The proposed research will be conducted through three primary tasks: Task 1. Batch adsorption/adhesion experiments, designed to assess adsorption/adhesion affinities with critical liquid/solid and liquid/air interfaces; Task 2. Saturated deposition/dispersion transport experiments, designed to evaluate dynamic interactions between nanomaterials and mineral surfaces; and Task 3. Dynamic hysteretic unsaturated transport experiments, designed to provide detailed information about the effects of wetting/drying history, infiltration, and unsaturated soil behavior on the accumulation and release of nanomaterials. As described in the Research Plan, these tasks use a range of experimental systems to study specific mechanisms influencing the dynamic accumulation and release of manufactured nanomaterials in the vadose zone, and make extensive use of inline detectors to simultaneously track concentration, and particle size and zeta potential distributions. A novel technique for measurement of air/water interfacial area throughout hysteretic wetting/drying cycles will provide fundamental experimental information about the role of wetting state history and air/water interfacial areas in the accumulation and release of nanomaterials. As described in section E.2.1.a., nanomaterials selected for this work cover a wide range of structures, compositions, and physical and chemical properties, in addition to different potential applications. The solid media selected for this work will include fully-characterized whole soils and aquifer materials, as well as critical mineral subsets of the whole materials. An unsaturated flow and transport modeling effort conducted as a part of Task 3 will integrate the results of experimental tasks.

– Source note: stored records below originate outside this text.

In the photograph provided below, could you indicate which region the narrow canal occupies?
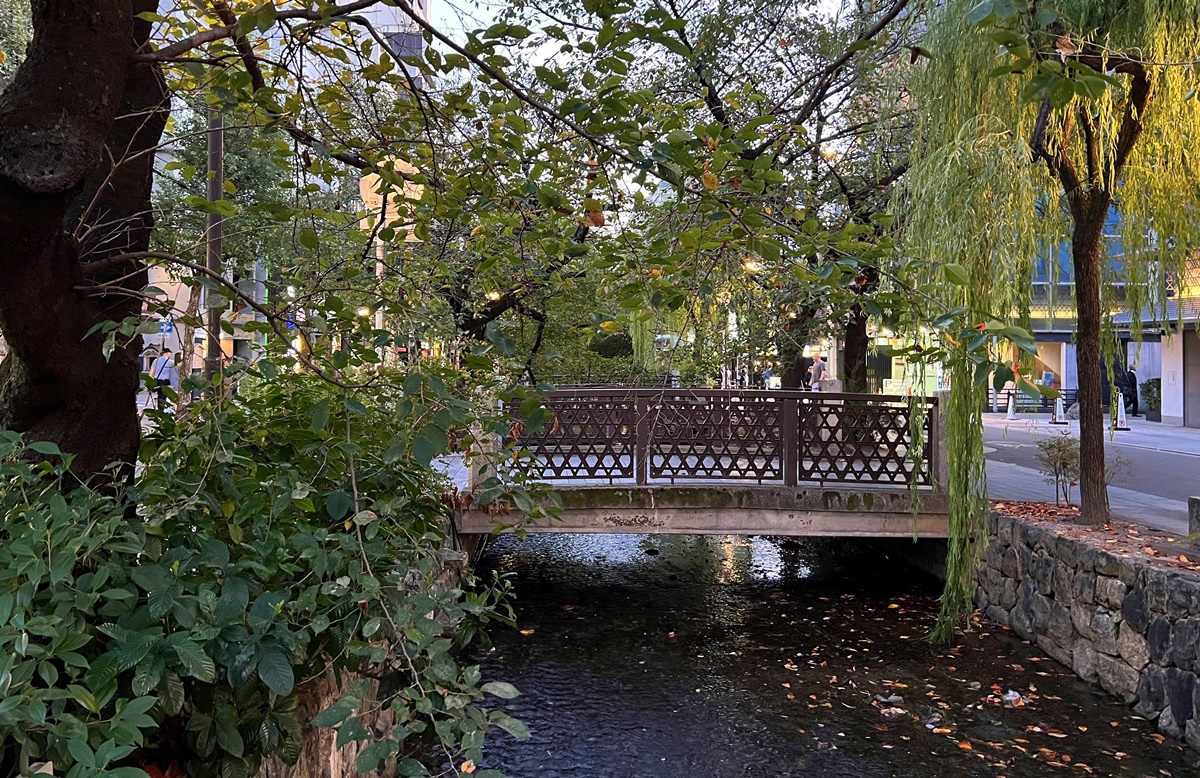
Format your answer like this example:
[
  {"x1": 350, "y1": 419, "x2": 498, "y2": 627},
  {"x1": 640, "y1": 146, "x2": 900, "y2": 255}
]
[{"x1": 469, "y1": 533, "x2": 1195, "y2": 777}]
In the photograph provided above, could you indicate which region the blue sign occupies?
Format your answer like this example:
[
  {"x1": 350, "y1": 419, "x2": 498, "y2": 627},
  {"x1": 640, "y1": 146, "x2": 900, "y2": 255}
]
[{"x1": 159, "y1": 320, "x2": 174, "y2": 334}]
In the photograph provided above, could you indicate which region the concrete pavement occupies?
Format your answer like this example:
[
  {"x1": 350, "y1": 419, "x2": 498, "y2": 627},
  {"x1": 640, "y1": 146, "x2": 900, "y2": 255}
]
[{"x1": 983, "y1": 414, "x2": 1198, "y2": 535}]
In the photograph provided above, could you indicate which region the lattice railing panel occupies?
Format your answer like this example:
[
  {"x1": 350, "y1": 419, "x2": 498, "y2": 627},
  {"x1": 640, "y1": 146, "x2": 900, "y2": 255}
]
[
  {"x1": 797, "y1": 398, "x2": 930, "y2": 485},
  {"x1": 507, "y1": 390, "x2": 936, "y2": 488},
  {"x1": 515, "y1": 397, "x2": 636, "y2": 481},
  {"x1": 648, "y1": 395, "x2": 783, "y2": 482}
]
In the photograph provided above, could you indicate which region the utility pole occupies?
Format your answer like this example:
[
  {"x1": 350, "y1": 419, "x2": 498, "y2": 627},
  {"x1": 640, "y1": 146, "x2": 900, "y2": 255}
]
[{"x1": 204, "y1": 103, "x2": 224, "y2": 383}]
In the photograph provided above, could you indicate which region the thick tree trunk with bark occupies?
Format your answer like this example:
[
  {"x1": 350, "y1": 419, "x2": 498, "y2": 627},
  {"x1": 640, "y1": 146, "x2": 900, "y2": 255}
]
[
  {"x1": 842, "y1": 304, "x2": 870, "y2": 393},
  {"x1": 0, "y1": 0, "x2": 165, "y2": 479},
  {"x1": 1071, "y1": 200, "x2": 1111, "y2": 524}
]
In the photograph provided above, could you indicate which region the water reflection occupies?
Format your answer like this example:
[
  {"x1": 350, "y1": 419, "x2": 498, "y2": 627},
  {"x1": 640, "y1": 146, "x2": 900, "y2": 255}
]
[{"x1": 470, "y1": 533, "x2": 1193, "y2": 777}]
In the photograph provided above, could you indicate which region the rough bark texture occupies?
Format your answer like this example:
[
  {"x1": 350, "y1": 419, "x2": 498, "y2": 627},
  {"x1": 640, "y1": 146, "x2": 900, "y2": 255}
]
[
  {"x1": 842, "y1": 303, "x2": 870, "y2": 393},
  {"x1": 1071, "y1": 203, "x2": 1111, "y2": 524},
  {"x1": 0, "y1": 0, "x2": 166, "y2": 478},
  {"x1": 259, "y1": 672, "x2": 394, "y2": 778}
]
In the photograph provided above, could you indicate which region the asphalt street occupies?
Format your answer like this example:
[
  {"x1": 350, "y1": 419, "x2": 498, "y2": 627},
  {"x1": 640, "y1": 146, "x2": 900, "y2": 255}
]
[{"x1": 983, "y1": 423, "x2": 1200, "y2": 503}]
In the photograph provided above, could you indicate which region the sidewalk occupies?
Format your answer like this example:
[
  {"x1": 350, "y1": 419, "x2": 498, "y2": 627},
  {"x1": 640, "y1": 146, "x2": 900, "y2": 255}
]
[
  {"x1": 983, "y1": 413, "x2": 1200, "y2": 458},
  {"x1": 985, "y1": 459, "x2": 1191, "y2": 535},
  {"x1": 983, "y1": 413, "x2": 1196, "y2": 535}
]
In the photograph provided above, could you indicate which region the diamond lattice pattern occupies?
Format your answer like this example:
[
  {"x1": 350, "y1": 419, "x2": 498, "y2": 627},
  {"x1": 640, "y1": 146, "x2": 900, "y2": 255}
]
[
  {"x1": 649, "y1": 395, "x2": 782, "y2": 482},
  {"x1": 519, "y1": 398, "x2": 635, "y2": 481},
  {"x1": 798, "y1": 399, "x2": 929, "y2": 485}
]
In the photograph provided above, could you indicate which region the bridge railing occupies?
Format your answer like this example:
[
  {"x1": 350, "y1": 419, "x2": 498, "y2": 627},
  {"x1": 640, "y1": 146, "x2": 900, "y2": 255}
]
[{"x1": 508, "y1": 389, "x2": 944, "y2": 489}]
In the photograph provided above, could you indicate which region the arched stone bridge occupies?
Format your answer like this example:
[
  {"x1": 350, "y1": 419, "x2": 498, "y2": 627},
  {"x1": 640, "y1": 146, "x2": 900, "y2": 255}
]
[{"x1": 455, "y1": 388, "x2": 950, "y2": 542}]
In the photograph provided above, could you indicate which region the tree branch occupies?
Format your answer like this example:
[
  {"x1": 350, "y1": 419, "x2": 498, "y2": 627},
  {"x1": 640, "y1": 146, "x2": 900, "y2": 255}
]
[{"x1": 139, "y1": 0, "x2": 384, "y2": 61}]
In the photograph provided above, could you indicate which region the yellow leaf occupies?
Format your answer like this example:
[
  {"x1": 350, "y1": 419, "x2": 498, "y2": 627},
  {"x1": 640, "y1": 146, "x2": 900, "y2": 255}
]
[
  {"x1": 598, "y1": 320, "x2": 620, "y2": 333},
  {"x1": 958, "y1": 740, "x2": 973, "y2": 750},
  {"x1": 0, "y1": 51, "x2": 6, "y2": 64},
  {"x1": 470, "y1": 224, "x2": 485, "y2": 237},
  {"x1": 461, "y1": 760, "x2": 477, "y2": 774},
  {"x1": 701, "y1": 172, "x2": 719, "y2": 191},
  {"x1": 519, "y1": 629, "x2": 535, "y2": 636}
]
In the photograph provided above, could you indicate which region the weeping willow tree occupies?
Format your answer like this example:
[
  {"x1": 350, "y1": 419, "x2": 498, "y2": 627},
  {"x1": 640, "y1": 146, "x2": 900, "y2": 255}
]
[
  {"x1": 905, "y1": 0, "x2": 1200, "y2": 525},
  {"x1": 898, "y1": 118, "x2": 1048, "y2": 640}
]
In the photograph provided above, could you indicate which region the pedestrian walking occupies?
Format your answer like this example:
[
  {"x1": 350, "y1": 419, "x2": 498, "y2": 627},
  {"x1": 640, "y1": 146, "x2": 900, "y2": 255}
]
[
  {"x1": 808, "y1": 354, "x2": 827, "y2": 391},
  {"x1": 1126, "y1": 364, "x2": 1139, "y2": 417},
  {"x1": 150, "y1": 348, "x2": 173, "y2": 409}
]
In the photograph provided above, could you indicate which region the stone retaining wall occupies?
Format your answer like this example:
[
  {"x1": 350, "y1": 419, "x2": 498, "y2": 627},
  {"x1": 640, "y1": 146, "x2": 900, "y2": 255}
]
[{"x1": 977, "y1": 513, "x2": 1200, "y2": 752}]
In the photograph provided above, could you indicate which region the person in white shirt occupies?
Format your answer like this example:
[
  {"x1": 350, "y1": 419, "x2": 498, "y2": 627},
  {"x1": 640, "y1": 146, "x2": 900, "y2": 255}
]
[{"x1": 150, "y1": 348, "x2": 173, "y2": 408}]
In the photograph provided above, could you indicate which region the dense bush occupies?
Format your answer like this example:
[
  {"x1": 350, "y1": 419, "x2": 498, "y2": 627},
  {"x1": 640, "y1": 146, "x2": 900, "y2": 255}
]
[{"x1": 0, "y1": 373, "x2": 522, "y2": 778}]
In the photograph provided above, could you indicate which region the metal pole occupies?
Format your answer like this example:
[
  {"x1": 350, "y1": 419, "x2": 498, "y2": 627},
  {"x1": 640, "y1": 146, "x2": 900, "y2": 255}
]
[{"x1": 204, "y1": 105, "x2": 224, "y2": 383}]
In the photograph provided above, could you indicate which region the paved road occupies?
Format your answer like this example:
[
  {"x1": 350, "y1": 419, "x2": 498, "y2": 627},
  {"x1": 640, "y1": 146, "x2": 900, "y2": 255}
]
[
  {"x1": 983, "y1": 416, "x2": 1197, "y2": 535},
  {"x1": 984, "y1": 423, "x2": 1200, "y2": 503}
]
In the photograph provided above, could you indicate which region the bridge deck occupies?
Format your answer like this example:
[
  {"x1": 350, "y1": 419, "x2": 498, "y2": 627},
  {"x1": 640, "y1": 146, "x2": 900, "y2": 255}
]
[
  {"x1": 455, "y1": 389, "x2": 950, "y2": 540},
  {"x1": 457, "y1": 484, "x2": 950, "y2": 538}
]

The proposed work will provide significant benefits to society in terms of improved a priori assessment of manufactured nanomaterial mobility in the environment and associated risk. Outcomes of the work will provide indications about the classes of nanomaterials most likely to accumulate in the vadose zone, the roles of mineral surfaces, air/water interfacial areas, and wetting/drying history on accumulation. This work will provide essential new information necessary to assess the mobility of manufactured nanomaterials in the environment and the role of vadose zone interactions in decreasing or increasing ultimate risk to human or environmental health.